On 1 January 2014 13:54, meekerdb <meeke...@verizon.net> wrote:

>  On 12/31/2013 3:24 PM, LizR wrote:
>  On 1 January 2014 12:05, meekerdb <meeke...@verizon.net> wrote:
>>  Mark A. Rubin<http://arxiv.org/find/quant-ph/1/au:+Rubin_M/0/1/0/all/0/1>
>>  (Submitted on 14 Mar 2001 (v1 <http://arxiv.org/abs/quant-ph/0103079v1>),
>> last revised 10 May 2001 (this version, v2))
>> Bell's theorem depends crucially on counterfactual reasoning, and is
>> mistakenly interpreted as ruling out a local explanation for the
>> correlations which can be observed between the results of measurements
>> performed on spatially-separated quantum systems. But in fact the Everett
>> interpretation of quantum mechanics, in the Heisenberg picture, provides an
>> alternative local explanation for such correlations. Measurement-type
>> interactions lead, not to many worlds but, rather, to many local copies of
>> experimental systems and the observers who measure their properties.
>> Transformations of the Heisenberg-picture operators corresponding to the
>> properties of these systems and observers, induced by measurement
>> interactions, "label" each copy and provide the mechanism which, e.g.,
>> ensures that each copy of one of the observers in an EPRB or GHZM
>> experiment will only interact with the "correct" copy of the other
>> observer(s). The conceptual problem of nonlocality is thus replaced with a
>> conceptual problem of proliferating labels, as correlated systems and
>> observers undergo measurement-type interactions with newly-encountered
>> objects and instruments; it is suggested that this problem may be resolved
>> by considering quantum field theory rather than the quantum mechanics of
>> particles.
>>   Comments: 18 pages, no figures. Minor changes  Subjects: Quantum
>> Physics (quant-ph)  Journal reference: Found. Phys. Lett. 14 (2001)
>> 301-322  Report number: WW-10184  Cite as: 
>> arXiv:quant-ph/0103079<http://arxiv.org/abs/quant-ph/0103079>
>> just moves the problem from FTL signaling to FTL labeling.
>  Where is the FTL? I don't recall any suggestion that the "contagion" of
> entangled systems spreading themeselves in the MWI involves anything FTL.
> Of course in Hilbert space there's no FTL because the system is just one
> point and when a measurement is performed it projects the system ray onto a
> mixture of subspaces; spacetime coordinates are just some labels.
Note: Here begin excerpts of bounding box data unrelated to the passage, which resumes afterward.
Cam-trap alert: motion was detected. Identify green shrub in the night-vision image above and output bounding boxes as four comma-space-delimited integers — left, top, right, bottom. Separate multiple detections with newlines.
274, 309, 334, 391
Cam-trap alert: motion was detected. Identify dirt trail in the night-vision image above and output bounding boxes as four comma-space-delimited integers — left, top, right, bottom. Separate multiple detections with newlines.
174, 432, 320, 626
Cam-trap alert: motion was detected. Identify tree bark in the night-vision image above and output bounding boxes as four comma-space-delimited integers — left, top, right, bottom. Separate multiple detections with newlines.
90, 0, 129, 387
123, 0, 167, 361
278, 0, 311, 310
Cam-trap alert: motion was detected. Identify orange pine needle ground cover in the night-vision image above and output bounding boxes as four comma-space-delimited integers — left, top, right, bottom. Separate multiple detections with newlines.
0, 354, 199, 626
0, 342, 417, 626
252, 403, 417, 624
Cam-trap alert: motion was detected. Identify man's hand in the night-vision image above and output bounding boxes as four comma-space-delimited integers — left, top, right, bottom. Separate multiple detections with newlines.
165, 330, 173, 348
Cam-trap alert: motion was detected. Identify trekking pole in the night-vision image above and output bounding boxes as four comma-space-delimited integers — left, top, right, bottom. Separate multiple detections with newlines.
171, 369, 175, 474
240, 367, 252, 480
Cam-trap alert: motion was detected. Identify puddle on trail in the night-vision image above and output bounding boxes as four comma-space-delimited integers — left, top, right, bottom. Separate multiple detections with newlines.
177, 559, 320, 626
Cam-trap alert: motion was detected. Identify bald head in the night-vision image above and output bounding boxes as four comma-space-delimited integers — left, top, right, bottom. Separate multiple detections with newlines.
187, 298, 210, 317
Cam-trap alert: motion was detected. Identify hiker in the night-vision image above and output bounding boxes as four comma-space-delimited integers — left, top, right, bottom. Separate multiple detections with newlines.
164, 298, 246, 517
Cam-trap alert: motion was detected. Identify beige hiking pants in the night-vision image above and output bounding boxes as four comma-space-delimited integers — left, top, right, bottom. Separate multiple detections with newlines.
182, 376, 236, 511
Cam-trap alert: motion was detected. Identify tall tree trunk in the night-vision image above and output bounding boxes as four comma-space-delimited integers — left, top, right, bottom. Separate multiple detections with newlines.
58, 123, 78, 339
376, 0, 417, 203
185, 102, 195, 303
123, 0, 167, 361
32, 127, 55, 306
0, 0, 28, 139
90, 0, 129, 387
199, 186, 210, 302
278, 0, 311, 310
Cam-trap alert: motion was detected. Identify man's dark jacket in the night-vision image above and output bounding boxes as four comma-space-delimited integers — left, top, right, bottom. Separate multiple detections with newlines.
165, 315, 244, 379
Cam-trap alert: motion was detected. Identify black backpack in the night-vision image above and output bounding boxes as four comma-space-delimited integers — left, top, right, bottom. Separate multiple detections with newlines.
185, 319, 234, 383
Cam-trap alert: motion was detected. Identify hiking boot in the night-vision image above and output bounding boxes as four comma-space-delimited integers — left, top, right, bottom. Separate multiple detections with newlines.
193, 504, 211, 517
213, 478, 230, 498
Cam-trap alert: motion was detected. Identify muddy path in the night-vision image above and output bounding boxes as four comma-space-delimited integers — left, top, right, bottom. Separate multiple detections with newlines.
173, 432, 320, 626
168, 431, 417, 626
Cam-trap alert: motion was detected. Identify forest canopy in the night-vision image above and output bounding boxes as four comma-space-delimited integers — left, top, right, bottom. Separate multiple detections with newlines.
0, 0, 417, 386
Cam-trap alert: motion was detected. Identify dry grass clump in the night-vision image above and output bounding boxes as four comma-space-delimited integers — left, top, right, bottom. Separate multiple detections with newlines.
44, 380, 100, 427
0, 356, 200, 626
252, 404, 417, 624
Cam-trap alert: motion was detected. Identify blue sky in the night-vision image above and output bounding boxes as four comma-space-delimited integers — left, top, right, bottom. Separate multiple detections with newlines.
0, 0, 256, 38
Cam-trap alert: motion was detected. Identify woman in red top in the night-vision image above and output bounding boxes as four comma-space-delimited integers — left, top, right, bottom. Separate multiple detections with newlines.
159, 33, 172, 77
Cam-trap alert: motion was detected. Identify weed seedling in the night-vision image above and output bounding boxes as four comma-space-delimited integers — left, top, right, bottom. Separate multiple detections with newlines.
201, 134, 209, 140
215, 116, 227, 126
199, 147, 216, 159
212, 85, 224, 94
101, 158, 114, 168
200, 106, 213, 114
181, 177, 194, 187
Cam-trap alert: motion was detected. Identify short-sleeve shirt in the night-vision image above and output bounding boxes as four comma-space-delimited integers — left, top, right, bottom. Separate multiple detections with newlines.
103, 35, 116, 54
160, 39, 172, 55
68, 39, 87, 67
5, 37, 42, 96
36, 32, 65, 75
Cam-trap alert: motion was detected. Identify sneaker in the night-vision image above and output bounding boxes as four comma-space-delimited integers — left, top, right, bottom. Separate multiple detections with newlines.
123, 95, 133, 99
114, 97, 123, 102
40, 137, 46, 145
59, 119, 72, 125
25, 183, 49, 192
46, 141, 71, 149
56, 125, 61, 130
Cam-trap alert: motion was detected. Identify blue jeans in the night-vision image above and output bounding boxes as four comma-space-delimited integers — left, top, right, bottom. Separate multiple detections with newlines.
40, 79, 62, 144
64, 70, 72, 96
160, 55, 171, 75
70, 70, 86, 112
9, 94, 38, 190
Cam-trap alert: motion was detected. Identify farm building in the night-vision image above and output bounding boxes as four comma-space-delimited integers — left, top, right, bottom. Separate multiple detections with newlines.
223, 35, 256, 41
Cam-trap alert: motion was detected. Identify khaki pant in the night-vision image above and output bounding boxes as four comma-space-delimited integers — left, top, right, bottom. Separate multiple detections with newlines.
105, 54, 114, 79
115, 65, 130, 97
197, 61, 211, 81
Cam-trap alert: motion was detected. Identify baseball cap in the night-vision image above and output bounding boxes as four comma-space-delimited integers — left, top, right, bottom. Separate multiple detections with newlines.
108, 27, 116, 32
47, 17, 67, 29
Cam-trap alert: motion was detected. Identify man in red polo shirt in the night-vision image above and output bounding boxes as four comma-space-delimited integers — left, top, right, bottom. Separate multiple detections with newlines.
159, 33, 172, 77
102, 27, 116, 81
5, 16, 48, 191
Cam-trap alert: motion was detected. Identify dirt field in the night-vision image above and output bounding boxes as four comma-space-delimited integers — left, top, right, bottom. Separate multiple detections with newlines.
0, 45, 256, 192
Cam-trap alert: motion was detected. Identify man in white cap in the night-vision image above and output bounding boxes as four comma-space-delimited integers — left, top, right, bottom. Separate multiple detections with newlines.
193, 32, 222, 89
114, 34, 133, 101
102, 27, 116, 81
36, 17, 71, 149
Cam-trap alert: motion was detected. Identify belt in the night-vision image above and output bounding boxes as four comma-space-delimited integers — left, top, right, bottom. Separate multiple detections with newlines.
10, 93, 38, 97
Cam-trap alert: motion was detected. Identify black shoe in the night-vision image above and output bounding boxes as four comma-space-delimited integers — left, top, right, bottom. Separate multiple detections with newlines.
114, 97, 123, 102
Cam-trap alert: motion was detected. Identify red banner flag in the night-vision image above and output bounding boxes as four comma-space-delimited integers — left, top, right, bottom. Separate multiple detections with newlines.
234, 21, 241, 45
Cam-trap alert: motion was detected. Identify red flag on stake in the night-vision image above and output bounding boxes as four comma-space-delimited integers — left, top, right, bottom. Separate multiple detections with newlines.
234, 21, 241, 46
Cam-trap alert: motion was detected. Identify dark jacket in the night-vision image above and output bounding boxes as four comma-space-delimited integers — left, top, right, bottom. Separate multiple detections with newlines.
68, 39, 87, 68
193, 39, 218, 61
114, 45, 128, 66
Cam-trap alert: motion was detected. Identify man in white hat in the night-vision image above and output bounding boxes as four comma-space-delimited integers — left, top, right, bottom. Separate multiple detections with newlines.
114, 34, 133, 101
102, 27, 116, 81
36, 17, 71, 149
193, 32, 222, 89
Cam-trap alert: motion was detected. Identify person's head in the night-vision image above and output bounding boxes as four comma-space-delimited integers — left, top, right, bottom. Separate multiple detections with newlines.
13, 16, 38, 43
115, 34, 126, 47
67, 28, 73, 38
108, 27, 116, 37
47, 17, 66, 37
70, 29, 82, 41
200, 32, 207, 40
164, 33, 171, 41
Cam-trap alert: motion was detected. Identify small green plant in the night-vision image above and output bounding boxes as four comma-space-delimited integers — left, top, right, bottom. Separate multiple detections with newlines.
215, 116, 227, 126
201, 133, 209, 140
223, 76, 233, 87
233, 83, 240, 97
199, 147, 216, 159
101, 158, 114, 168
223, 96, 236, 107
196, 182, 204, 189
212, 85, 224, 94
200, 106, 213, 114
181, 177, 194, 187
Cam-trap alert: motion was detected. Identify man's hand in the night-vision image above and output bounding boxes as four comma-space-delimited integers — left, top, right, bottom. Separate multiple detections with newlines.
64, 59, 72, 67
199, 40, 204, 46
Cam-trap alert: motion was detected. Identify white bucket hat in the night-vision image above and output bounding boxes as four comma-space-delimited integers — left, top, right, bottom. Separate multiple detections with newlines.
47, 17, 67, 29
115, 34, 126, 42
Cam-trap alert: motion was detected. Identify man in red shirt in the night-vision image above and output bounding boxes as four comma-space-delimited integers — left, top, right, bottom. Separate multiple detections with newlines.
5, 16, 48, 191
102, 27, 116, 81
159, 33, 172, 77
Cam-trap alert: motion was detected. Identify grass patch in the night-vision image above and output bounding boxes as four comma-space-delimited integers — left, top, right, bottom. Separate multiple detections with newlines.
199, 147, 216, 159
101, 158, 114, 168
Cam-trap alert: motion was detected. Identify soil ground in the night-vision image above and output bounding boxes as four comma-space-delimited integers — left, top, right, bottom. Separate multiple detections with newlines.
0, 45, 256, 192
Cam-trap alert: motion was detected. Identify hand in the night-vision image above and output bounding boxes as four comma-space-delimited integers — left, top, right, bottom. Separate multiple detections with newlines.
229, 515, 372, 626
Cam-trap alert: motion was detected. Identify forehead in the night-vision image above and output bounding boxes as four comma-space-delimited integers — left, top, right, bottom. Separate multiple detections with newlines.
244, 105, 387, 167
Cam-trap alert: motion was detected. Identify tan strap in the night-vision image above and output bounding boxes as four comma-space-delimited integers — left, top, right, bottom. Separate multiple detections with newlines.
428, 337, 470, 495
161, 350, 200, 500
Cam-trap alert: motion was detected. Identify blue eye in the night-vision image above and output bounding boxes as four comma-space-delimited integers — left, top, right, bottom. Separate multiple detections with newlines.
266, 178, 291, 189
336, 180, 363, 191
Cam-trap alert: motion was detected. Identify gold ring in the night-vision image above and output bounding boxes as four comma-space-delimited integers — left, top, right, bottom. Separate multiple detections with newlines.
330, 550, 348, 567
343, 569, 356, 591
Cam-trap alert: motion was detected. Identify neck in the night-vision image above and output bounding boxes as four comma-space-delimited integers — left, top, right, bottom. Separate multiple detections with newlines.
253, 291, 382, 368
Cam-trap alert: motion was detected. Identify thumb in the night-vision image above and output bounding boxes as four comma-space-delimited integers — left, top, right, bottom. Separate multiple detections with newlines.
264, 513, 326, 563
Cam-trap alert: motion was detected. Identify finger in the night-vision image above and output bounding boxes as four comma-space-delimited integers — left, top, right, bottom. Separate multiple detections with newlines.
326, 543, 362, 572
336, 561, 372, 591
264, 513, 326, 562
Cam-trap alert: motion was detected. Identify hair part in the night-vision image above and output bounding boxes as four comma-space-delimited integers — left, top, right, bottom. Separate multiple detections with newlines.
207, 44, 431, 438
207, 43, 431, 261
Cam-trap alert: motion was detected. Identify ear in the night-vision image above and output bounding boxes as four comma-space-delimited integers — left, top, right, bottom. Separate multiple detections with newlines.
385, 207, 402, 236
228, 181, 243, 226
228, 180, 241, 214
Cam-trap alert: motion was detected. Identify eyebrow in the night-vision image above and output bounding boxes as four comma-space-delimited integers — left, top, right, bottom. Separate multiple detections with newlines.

I thought there was no FTL in ordinary space, either? (I mean, none
required for the MWI?)

>  In fact, it's generally assumed to be very, very STL (unless light
> itself is involved). At great distances from the laboratory, one imagines
> that the superposition caused by whatever we might do to cats in boxes
> would decay to the level of noise, and fail to spread any further.
> That's an interesting viewpoint - but it's taking spacetime instead of
> Hilbert space to be the arena.  If we take the cat, either alive or dead,
> and shoot it off into space then, as a signal, it won't fall off as 1/r^2.
> No, but it will travel STL!

I have the feeling I'm missing the point. Please be gentle with me.